After spending the last hour backstage with the PINGHE team, I was eager to see how her collection would come together on the runway. Although this is only her second solo show, designer Ping He appears astonishingly calm. Doubtless, her previous experience working for major fashion house Alexander McQueen and her five-year stint as design director for label Aftershock (one of Madonna’s favourites) has prepared her for the occasion.
Ping He SS14 collection was characterised by a distinction between structurally designed clothing and soft, luxurious fabric and for AW14 she continues in this vein. For AW14 she works under the theme of ‘elegant resistance’, which she explores through a variety of mediums USING a palette of gold, silver, white and black, accented by bright red. The first model glides slowly down the catwalk, her languid walk contrasting with her provocative ensemble - she wears a see-through PVC flute skirt, a black fur-lined bra and golden high-top sneakers. This first look clearly demonstrates the idea of an elegant resistance with ‘water-proof', clear PVC set against a feminine, faux fur brassiere. Following on, we see short red shift dresses in red faux-fur and tight red leather leggings teamed with chunky knitwear.

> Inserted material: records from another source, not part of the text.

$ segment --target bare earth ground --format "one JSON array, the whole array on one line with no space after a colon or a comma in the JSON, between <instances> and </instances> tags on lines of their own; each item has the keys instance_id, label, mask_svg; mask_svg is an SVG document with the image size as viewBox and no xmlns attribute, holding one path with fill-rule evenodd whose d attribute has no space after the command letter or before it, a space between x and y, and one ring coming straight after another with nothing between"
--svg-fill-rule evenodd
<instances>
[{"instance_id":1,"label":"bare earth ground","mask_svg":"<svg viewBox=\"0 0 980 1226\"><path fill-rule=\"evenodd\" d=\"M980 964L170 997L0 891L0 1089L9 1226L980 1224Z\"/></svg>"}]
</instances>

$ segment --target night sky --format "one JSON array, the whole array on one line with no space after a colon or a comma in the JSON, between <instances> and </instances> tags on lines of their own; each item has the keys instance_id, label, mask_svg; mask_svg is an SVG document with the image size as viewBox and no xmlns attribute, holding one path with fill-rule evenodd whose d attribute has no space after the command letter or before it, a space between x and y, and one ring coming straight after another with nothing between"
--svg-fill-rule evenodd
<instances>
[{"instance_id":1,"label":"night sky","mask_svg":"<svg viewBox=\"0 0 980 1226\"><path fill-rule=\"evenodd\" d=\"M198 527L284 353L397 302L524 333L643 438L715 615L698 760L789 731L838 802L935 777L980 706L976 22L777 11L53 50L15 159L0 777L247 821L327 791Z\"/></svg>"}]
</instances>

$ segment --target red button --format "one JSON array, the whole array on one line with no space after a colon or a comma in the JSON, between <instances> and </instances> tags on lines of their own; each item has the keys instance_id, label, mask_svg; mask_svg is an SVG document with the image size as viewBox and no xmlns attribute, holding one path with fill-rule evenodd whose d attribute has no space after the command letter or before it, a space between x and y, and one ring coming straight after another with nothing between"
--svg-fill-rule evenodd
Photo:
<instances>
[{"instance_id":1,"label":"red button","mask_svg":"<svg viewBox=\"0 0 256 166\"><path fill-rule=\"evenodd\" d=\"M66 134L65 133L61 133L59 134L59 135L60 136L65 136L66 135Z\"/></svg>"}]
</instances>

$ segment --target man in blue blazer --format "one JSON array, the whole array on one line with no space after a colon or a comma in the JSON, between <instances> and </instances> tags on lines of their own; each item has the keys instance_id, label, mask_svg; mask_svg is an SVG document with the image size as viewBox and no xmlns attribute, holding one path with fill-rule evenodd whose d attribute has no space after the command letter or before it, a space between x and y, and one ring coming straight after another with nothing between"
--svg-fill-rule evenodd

Ping He’s love of architecture can been seen in her structural PVC outerwear and leather flute-skirts. Elegant Resistance is interpreted in a number of ways, for example, the model’s ethereal make up is strikingly opposed to bold red outwear and their noticeably slow walk is contrasted with the striking nature of their structured garments. In my opinion, the highlight of the collection was the oversized, chunky red knit, which was combined with the PVC see-through skirt and gold plated sneakers - a look that presents a dynamic antithesis between notions of comfort and statement.
Ping He's thorough exploration of her chosen theme made for an exciting showcase, and one that indicates a bright future for her label.